Over the past couple of years, progressive web apps have been on the rise, and they seem to be solving the problems that responsive web design and native apps have.
What the heck is a Progressive Web App?
A progressive web app (PWA) delivers an app-like experience through your mobile phone’s browser but has the same flexibility and gestures as a native application. Because they are powered by mobile browsers, they are not particular to any one device, meaning developers no longer need to write separate code for Android and Apple devices.
Why Are PWA’s the Future of Apps?
There are tons of reasons why web developers and app developers think PWAs are more than just a trendy blip in the mobile experience. Here are our ten reasons why PWAs will be the future of applications.
Reduced Friction for Users
This is perhaps the top reason why PWAs will be more than a trend in the mobile experience. There is hardly any conflict between a customer discovering your company and accessing your PWA.
Consider a traditional native application. A user must go into the app store, find your application, wait for the app to download, accept permissions, then it’s ready to use.
With a PWA, your customer need only find your website through a Google search, and then they’re immediately launched into your PWA. No downloading, no waiting.
There’s also reduced user friction because they don’t need to worry about using additional data to download your app and they don’t need to delete your app when they require more storage on their phone.
Native App Flexibility
When you launch a PWA in your browser, you get the full native app experience. The shell of the PWA looks like an application and mimics any gestures you might get in a customized native app.

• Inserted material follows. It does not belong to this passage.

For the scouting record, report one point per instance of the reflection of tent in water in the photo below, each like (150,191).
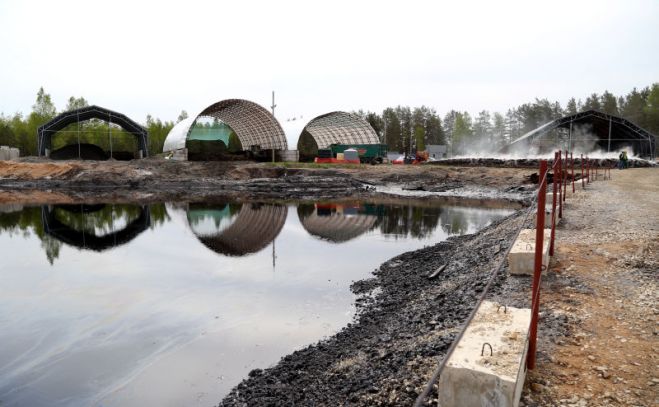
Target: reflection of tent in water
(98,216)
(249,231)
(335,222)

PWAs can also manage customer information, online ordering, and loyalty programs.
You can also prompt a web user to save your PWA to their home screen as a shortcut, so they instantly access it whenever they want. You get the full native app functionality including push notifications.

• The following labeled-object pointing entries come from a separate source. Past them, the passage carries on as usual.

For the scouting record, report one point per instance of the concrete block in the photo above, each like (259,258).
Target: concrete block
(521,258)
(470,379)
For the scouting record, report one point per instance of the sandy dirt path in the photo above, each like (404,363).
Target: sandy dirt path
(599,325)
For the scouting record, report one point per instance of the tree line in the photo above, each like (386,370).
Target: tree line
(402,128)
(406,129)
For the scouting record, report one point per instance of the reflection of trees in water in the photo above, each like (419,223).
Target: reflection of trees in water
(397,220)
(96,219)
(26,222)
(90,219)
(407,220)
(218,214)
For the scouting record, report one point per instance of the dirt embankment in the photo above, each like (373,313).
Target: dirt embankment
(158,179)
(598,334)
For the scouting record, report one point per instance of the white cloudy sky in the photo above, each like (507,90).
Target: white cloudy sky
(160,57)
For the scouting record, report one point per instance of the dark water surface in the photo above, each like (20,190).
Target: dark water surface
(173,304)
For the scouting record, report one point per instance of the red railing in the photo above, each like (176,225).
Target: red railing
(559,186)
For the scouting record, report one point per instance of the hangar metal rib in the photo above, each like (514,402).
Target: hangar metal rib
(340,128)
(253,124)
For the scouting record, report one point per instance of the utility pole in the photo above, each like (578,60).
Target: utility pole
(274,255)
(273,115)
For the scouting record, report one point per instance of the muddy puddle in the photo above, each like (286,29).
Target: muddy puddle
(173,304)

Cybersecurity is a topic on everyone’s minds. New standards in web design are encouraging web developers to move any websites that deal with customer information to HTTPS. Previous standards, i.e., HTTP, were not secure enough to guarantee consumer information protection.

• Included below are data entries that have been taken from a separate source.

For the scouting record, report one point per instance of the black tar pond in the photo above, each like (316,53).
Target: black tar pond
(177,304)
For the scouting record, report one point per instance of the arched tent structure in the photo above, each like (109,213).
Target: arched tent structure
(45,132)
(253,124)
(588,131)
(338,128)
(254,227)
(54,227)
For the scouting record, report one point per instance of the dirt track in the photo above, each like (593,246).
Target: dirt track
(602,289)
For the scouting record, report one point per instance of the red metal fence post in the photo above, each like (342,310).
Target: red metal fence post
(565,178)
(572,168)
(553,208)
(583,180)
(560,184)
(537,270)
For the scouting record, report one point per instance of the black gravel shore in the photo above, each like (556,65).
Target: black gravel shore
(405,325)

Because more websites are being programmed in HTTPS, it’s easier to launch a PWA in a secure environment. Customers will have peace of mind when they enter credit card information or personal information into your PWA via a secure connection.
PWAs are incredibly reliable when it comes to their speed. Service workers, Java Scripts that run separately from the main web thread, enable your PWA to load nearly instantly, no matter how poor the connection.
PWAs by nature are very fast thanks to caching information in the browser and app. They have smooth animations, navigation, and scrolling to provide the illusion a user is in a native application.
Service workers use Cache and Fetch APIs to quickly load your PWA, meaning it spends less time trying to load content. These functions also allow users to load the PWA offline from the home screen.
Even if a user has no internet connection, your PWA can still send background updates and push notifications to the user.
No App Store Middle Man
A major slowdown for native app developers is having to deal with app stores. When you develop a native app, you must register your account with the app stores and pay fees for each download and any in-app purchases. With PWAs, you don’t need to register with Apple or Google.
Make Adjustments Fast
Another benefit of developing a PWA instead of a native app is you don’t need to send new builds to the app stores when you need to adjust, a process which can take up to a week.
As an example, if you realize you have a critical bug in your native app, your developer needs to find the problem, fix it, send the build to Apple and Google, wait for them to review the build, then the new update will be available to your customers.
With PWAs, you can launch fixes immediately. You also don’t need two separate code bases for Apple and Android devices.
Remember our consumer journey to finding a native app? The brilliant thing about PWAs is customers can discover them when they’re relevant to what they’re doing. A simple Google search might pull up your website then launch the visitor into your PWA.
Operating this way also maximizes your reachable audience since you’re piggybacking off your website’s SEO efforts.
Ideal for Business
Companies that have implemented PWAs have seen incredible returns on their investment regarding engagement and revenue.
Some examples include:
- Twitter had a 75 percent increase in tweets sent and 20 percent decrease in bounce rate
- Lancôme saw a 53 percent increase in iOS mobile sessions and 17 percent increase in conversions
- MakeMyTrip.com saw 160 percent increase in shopper sessions
Those are returns you simply can’t ignore.
Looking to the Future
As we said before, native apps aren’t going away anytime soon. However, we believe we’ll witness a massive movement in PWA development as ecommerce sites, media sources, and restaurants look to captivate more audience members and get the maximum return on their investment. A few app builders already have the technology to allow users to build native apps and progressive web apps for their small businesses.